Hipkins, leader of the ruling Labour Party, said governments “can grow the economy just by putting people into it but that’s not going to raise our standard of living.”
“We have to carefully consider our immigration settings all the way along to make sure it’s contributing to overall growth per capita,” he said.
New Zealand is experiencing near-record net immigration after Hipkins tweaked policy to help solve a damaging worker shortage that was driving up wages and costs. The surge of arrivals has so far helped to calm pressures in the labor market without injecting fresh demand into housing that might trigger a fresh wave of inflation.
Net immigration rose to almost 87,000 in the 12 months through June — nearing the March 2020 peak — led by a record net 122,000 foreigners entering the country.
Hipkins said immigration has probably peaked and will decline, but he refused to set a target as his party did six years ago when it came into office.
The population surge means Hipkins is walking a tightrope ahead of the Oct. 14 election. His center-left Labour Party has traditionally opposed high immigration, campaigning for limits which would protect wages and being critical of how foreign buyers drove up house prices.
“Labour was very clear it wanted to build a high-wage, high-skill economy and do that through education and not by relying on heavy immigration,” said Robert MacCulloch, professor of macroeconomics at Auckland University. But “he was losing business support, and was also facing a weak economy. To me there seems a very clear link that the view was to radically loosen immigration to please business and to get the economy back up and running.”
While companies are now saying that skill shortages are not their most pressing concern, the economy is not back up and running. Most forecasters including the Reserve Bank expect it to enter a double-dip recession in the second half of the year.
‘Easier Lever’
Using immigration as a tool to tackle skill shortages is acceptable policy if it isn’t overdone, said Craig Renney, chief economist at the Council of Trade Unions. For now, the labor market has been strong enough to absorb the extra workers without driving down wages, he said.
“It is an easier lever to pull, but the ease with which we can pull it shouldn’t cause us to overuse it,” he told Bloomberg. “We shouldn’t be using immigration as a means to then simply say we don’t need to do training, we don’t need to do the development of the workforce.”

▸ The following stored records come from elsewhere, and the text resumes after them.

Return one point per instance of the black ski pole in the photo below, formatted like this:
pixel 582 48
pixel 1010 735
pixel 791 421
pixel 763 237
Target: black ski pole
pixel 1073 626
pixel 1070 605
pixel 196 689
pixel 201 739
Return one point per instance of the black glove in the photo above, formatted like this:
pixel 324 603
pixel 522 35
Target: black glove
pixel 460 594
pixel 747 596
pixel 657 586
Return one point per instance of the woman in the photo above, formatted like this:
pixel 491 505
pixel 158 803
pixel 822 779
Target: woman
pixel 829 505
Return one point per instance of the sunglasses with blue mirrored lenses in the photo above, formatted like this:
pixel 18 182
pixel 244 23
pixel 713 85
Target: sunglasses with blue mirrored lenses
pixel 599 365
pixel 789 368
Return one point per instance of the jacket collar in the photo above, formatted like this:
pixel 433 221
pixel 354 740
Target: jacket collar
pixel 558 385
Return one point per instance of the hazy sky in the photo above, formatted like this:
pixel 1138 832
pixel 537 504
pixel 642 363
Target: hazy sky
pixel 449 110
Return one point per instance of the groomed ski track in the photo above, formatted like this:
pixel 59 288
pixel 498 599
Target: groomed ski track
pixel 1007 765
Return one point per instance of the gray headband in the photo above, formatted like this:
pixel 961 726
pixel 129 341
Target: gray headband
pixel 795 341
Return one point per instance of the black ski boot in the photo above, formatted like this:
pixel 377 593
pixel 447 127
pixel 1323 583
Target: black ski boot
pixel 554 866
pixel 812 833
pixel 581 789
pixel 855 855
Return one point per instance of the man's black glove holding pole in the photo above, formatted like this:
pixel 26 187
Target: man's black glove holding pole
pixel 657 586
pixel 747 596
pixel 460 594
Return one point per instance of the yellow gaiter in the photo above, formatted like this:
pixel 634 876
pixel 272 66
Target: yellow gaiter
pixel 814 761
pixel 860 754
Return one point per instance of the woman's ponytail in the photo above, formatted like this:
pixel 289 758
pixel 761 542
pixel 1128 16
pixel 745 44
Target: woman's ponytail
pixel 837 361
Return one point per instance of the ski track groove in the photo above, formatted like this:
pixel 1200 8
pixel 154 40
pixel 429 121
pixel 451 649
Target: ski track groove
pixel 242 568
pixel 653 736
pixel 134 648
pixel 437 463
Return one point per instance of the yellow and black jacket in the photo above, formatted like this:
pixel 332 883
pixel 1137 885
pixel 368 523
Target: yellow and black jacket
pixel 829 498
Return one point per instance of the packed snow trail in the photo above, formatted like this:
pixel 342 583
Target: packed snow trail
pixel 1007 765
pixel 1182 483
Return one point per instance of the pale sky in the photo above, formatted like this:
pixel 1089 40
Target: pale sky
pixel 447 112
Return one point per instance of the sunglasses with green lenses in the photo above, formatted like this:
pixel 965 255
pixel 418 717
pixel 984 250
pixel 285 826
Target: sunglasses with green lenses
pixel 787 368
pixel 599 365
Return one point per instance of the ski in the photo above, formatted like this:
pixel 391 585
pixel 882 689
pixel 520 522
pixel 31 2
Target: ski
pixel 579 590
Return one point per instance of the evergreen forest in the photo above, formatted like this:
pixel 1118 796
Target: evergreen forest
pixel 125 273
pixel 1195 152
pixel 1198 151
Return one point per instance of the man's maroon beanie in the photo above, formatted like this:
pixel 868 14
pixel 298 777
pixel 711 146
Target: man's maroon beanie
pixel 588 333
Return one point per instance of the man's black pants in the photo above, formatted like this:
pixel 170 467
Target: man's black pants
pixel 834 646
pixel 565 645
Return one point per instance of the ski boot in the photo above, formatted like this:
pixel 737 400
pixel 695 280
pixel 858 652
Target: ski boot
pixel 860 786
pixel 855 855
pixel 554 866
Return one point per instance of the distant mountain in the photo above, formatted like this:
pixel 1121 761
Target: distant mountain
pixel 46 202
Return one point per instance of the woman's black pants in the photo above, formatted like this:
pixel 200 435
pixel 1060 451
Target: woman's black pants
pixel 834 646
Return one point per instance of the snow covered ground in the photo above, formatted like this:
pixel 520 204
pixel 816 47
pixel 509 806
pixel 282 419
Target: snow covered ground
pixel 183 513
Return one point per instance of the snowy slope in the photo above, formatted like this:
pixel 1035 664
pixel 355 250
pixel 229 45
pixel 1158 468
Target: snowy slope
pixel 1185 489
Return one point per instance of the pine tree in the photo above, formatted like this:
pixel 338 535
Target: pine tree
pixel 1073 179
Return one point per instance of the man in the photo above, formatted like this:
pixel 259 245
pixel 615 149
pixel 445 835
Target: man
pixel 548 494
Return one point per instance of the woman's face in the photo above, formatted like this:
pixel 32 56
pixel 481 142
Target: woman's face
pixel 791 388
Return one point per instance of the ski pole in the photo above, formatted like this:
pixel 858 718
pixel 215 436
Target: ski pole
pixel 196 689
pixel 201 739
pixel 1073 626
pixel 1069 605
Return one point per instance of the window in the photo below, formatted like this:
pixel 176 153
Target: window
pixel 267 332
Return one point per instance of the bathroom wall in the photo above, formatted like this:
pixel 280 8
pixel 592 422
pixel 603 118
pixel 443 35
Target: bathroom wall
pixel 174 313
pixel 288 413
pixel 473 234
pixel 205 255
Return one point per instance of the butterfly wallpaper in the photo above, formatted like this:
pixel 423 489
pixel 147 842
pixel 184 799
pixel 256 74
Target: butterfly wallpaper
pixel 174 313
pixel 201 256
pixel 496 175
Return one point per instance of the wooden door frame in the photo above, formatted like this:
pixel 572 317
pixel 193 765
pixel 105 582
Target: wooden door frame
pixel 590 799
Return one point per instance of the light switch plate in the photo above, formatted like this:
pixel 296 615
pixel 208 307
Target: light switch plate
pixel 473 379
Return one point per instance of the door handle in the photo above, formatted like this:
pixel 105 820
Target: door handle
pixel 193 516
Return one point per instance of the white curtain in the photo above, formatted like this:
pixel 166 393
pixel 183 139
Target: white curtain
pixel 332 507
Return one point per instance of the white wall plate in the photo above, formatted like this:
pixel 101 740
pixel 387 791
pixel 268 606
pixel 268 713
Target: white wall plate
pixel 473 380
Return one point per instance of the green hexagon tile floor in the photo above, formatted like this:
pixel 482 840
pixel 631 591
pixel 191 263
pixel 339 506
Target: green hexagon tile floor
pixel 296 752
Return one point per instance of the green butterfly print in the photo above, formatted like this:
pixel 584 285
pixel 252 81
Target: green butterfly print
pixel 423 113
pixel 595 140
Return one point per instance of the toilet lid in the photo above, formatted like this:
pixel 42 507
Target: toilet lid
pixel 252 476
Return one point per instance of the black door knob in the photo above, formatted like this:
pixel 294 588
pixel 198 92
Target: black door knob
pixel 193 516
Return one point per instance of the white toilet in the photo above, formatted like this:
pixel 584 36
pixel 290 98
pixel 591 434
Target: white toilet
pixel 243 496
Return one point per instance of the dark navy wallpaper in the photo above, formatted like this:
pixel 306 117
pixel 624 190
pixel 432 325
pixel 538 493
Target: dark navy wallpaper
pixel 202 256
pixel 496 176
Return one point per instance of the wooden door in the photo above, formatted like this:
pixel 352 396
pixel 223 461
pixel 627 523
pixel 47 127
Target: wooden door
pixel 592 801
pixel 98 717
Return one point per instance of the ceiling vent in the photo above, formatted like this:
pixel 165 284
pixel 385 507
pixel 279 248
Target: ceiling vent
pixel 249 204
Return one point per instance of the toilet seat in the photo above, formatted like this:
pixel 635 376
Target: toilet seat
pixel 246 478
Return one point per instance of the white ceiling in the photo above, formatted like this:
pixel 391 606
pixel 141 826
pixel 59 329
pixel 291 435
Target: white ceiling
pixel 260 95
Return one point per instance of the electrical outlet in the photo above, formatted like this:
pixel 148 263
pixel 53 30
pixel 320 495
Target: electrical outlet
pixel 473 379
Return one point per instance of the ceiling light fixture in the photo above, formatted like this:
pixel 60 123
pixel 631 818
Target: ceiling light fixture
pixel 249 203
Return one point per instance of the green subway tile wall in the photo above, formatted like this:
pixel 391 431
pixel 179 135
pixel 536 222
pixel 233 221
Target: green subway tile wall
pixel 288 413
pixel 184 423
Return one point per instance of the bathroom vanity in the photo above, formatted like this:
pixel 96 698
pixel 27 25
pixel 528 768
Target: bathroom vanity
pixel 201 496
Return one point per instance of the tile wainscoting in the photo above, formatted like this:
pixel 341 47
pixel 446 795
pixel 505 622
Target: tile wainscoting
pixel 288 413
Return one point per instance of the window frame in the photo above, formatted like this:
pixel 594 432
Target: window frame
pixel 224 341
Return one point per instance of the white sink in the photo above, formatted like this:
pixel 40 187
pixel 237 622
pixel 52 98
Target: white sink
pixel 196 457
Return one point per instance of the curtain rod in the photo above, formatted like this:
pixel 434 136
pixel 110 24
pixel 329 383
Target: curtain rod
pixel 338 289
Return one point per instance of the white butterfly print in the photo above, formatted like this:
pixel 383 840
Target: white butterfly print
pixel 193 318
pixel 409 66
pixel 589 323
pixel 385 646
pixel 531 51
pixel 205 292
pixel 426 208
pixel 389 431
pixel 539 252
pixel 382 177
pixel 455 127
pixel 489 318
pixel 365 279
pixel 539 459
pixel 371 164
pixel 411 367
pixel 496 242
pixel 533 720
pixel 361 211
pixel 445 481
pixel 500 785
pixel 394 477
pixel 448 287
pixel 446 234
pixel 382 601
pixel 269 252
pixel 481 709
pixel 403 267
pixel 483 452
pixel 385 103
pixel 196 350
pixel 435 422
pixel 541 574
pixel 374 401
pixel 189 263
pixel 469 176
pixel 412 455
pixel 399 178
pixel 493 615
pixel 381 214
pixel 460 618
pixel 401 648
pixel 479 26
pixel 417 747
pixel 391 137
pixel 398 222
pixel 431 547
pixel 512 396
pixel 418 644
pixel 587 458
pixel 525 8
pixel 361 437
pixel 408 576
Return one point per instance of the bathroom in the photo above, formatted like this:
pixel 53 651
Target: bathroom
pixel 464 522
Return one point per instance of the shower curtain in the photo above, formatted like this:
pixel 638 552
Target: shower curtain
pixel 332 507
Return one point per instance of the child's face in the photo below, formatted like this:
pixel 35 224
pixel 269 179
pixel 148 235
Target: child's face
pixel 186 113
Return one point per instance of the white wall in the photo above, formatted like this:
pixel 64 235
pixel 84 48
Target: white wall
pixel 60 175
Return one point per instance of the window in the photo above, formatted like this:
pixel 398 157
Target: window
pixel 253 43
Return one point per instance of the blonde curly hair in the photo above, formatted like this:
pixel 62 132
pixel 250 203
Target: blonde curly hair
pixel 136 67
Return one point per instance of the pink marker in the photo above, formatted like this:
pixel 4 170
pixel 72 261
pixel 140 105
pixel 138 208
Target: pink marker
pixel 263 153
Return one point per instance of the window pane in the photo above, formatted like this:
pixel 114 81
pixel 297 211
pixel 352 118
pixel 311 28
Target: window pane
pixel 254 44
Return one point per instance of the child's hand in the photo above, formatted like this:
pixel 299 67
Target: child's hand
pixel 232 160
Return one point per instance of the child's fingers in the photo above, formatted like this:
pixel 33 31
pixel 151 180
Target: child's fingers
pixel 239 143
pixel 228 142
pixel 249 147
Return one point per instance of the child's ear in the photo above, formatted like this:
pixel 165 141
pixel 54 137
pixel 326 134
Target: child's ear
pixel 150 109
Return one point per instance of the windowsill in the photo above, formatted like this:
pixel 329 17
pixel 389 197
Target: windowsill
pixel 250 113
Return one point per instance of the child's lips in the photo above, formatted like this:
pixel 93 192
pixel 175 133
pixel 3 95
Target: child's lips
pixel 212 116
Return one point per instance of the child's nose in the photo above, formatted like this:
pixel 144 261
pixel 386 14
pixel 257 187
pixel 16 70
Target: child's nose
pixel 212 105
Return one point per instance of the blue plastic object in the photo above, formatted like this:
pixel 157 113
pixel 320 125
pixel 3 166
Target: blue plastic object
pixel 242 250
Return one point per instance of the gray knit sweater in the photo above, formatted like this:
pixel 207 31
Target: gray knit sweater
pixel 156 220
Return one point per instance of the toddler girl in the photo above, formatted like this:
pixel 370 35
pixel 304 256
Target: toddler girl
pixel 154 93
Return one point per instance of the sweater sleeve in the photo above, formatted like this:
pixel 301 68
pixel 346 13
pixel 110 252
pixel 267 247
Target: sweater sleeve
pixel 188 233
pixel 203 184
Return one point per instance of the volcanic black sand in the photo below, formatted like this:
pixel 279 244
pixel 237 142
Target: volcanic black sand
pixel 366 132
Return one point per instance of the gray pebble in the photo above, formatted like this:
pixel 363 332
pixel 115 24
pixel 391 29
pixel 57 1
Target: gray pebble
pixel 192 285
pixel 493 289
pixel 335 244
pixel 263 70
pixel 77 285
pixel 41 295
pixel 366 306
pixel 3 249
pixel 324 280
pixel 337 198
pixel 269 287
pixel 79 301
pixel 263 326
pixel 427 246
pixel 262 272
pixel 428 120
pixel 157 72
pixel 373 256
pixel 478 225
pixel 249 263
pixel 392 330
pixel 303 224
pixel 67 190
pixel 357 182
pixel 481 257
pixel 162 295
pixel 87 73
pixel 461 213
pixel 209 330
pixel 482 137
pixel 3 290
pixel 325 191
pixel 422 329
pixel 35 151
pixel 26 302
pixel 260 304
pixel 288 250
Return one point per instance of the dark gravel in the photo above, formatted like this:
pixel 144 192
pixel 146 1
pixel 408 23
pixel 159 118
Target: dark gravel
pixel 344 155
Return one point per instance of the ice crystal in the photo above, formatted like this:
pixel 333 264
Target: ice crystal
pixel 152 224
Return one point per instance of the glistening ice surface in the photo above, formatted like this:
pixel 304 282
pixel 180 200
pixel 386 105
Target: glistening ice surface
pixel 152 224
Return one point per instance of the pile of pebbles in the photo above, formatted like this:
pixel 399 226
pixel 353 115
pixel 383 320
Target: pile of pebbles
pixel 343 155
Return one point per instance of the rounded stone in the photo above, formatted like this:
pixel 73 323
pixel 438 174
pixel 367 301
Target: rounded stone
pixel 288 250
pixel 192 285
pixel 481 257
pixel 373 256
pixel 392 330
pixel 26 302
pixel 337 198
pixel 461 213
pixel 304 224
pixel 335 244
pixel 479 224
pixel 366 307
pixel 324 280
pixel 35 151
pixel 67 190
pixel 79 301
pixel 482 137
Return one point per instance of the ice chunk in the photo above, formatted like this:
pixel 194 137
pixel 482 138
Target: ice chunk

Renney wants the government to pay more attention to overall workforce planning and the role of immigration. That includes considering whether New Zealand has the skills required to take on a particular project and, if foreign workers are required, the capacity to absorb them into the community.
At Labour’s campaign launch last weekend, Hipkins said his government would extend free dental care to all those aged under 30 years. But the country would have to attract dentists from overseas to deliver on that policy, he said.